1741-04-01, de Voltaire [François Marie Arouet] à Jean Jacques Dortous de Mairan.

Me voicy Monsieur tout àtravers du schisme.
Je suis toujours le Confesseur de votre Evangile, au milieu des tentations. Je vous envoye Mon petit grimoire. Vous veréz seulement par la première partie si je vous ay Bien entendû. Et en cas que vous trouviéz quelques Réflexions un peu neuves dans la seconde partie, vous pouréz montrer Mes questions à votre aréopage. Je Seray Curieux de sçavoir si on Croit que je suis dans le bon chemin. Voilà tout ce que je prétends. Je ne veux point une aprobation, mais une décision. Ai-je tort? ai-je raison? ai-je bien ou mal pris vos idées?

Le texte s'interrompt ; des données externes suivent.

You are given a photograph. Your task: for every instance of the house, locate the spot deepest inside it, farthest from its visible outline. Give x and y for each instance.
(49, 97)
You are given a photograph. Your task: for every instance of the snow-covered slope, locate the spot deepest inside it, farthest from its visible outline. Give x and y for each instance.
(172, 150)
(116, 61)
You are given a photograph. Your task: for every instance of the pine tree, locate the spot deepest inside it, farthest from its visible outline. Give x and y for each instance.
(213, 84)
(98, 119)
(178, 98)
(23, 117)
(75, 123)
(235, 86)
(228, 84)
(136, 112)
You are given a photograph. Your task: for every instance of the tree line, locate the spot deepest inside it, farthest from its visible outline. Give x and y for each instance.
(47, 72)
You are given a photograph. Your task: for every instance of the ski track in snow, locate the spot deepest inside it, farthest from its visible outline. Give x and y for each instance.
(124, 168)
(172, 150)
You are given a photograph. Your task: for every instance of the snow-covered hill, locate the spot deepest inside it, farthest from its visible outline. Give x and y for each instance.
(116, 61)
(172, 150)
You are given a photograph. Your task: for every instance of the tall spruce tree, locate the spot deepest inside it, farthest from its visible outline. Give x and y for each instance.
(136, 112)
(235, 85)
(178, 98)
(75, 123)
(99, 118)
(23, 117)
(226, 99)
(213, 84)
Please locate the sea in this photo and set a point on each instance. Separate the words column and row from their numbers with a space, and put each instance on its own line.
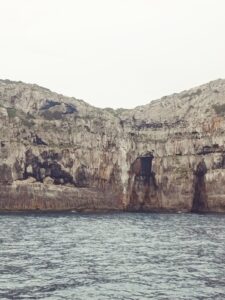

Vous recevréz peutêtre la réponse de Madame la Marquise Du Chastelet imprimée en Recevant mon manuscrit.

Puisque vous avéz eû la patience de lire Mon Essay sur la Métaphisique de Leibnitz, vous avéz déjà vû que l'amitié ne me donne, ny ne m'otte mes opinions. Ce petit traité mal imprimé en Hollande, fait partie d'une introduction aux Eléments de Neuton qu'on Réimprime; et c'est à Madame Duchastellet elle même que j'adresse et que je dédie cet ouvrage dans lequel je prends la liberté de la combattre. Il me semble que c'est là pour les gens de lettres un Bel Exemple qu'on peut estre tendrement et Respectueusement attaché à ceux que l'on contredit.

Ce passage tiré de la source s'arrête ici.